Тем не менее, следовало искать какой-то выход. Выход был найден, благодаря фиктивному устройству на работу в Минский художественный комбинат и поступлению, как человеку имеющему работу, на вечернее отделение. Перевелся я с вечернего на стационар через полгода, спасибо дяде Володе Ивашину мужу маминой подруги и однокашницы по медицинскому институту, в то время занимавшему должность декана заочного факультета БГУ. Все-таки люди умные встречались в те времена и среди начальства, особенно начальства имеющего отношение к образованию, понимали, что, отказывая одаренным и подготовленным юношам в непрерывном процессе образования «школа-университет», страна наносит себе непоправимый урон, обедняя свой собственный в будущем золотой фонд, фонд интеллектуальной элиты.
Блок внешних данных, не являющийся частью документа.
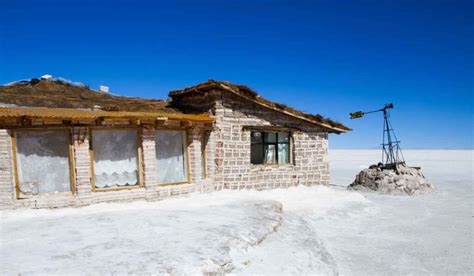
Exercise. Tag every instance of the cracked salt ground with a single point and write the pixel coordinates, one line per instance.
(302, 230)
Группа моя, состоявшая в основном из сельской молодежи, отслужившей в армии, меня, пацана, встретила не то чтобы в штыки, но как-то очень недоверчиво. У них за плечами был примерно одинаковый багаж: сельская школа, армия, льгота при поступлении в Вуз. Они понимали друг друга, не в новинку для них был и интернатовский быт, сродни армейскому, казарменному, с пластами сала за окошком, картошкой привезенной из дома, моченой капустой. Эти три продукта – сало, картошка и капуста составляли основной студенческий рацион тех лет. Жареной на сале картошкой и кислой капустой пахло на всех этажах студенческого общежития. Этот запах казался мне исполненным романтики. Равно, как и студенческие застолья после получения «степухи». Тогда два, а то и три дня студенческая братия «кутила», пропивая половину, а то и более нищего казенного вспомоществования. У меня хватило ума на собрании профсоюзной студенческой группы, от этого вспомоществования отказаться, что основной массой однокурсников было воспринято благожелательно, но все-таки с некоторой долей высокомерия – я еще раз, пусть из самых лучших побуждений, подчеркнул, что я не такой как все. Не так, как все (в смысле, перевелся с вечернего «по-блату») поступил. И живу не так, как все, коль отказываюсь о стипендии. Значит из буржуев. Труднее было с иным – учился я, как ни крути, получше, чем все остальные. Лучше меня, не в смысле оценок, а в смысле живости восприятия, готовности понимать и усваивать академический материал, готовности сутками не вылезать из библиотеки, в нашей университетской группе были, пожалуй, трое: Сеня Букчин – мальчик феноменально образованный, который переписывался с Корнеем Чуковским, великолепно знал поэзию русского серебряного века, профессионально сотрудничавший на радио и в газетах; Витя Леденев, который успел до БГУ поучиться в московских Вузах и поэтому, был осведомленнее нас, провинциалов; да еще, пожалуй, Эдик Ясный, большая умница, человек странной и не до конца, даже сегодня, понятной мне судьбы. Был он, вроде бы, сыном кого-то из известных, но репрессированных русских поэтов, детство провел вместе с матерью в фашистских концлагеря, на первом курсе еще щеголявший в морских штанах и форменке. Впрочем, если я чего и перепутал, по отдаленности времени, пускай друзья меня простят, так я их воспринимал тогда, такие воспоминания о них сохранил на всю жизнь и, честно говоря, не хочу отказываться от этих воспоминаний, даже если они в чем-то и не верны. Мифы иногда достоверней и занятней истины.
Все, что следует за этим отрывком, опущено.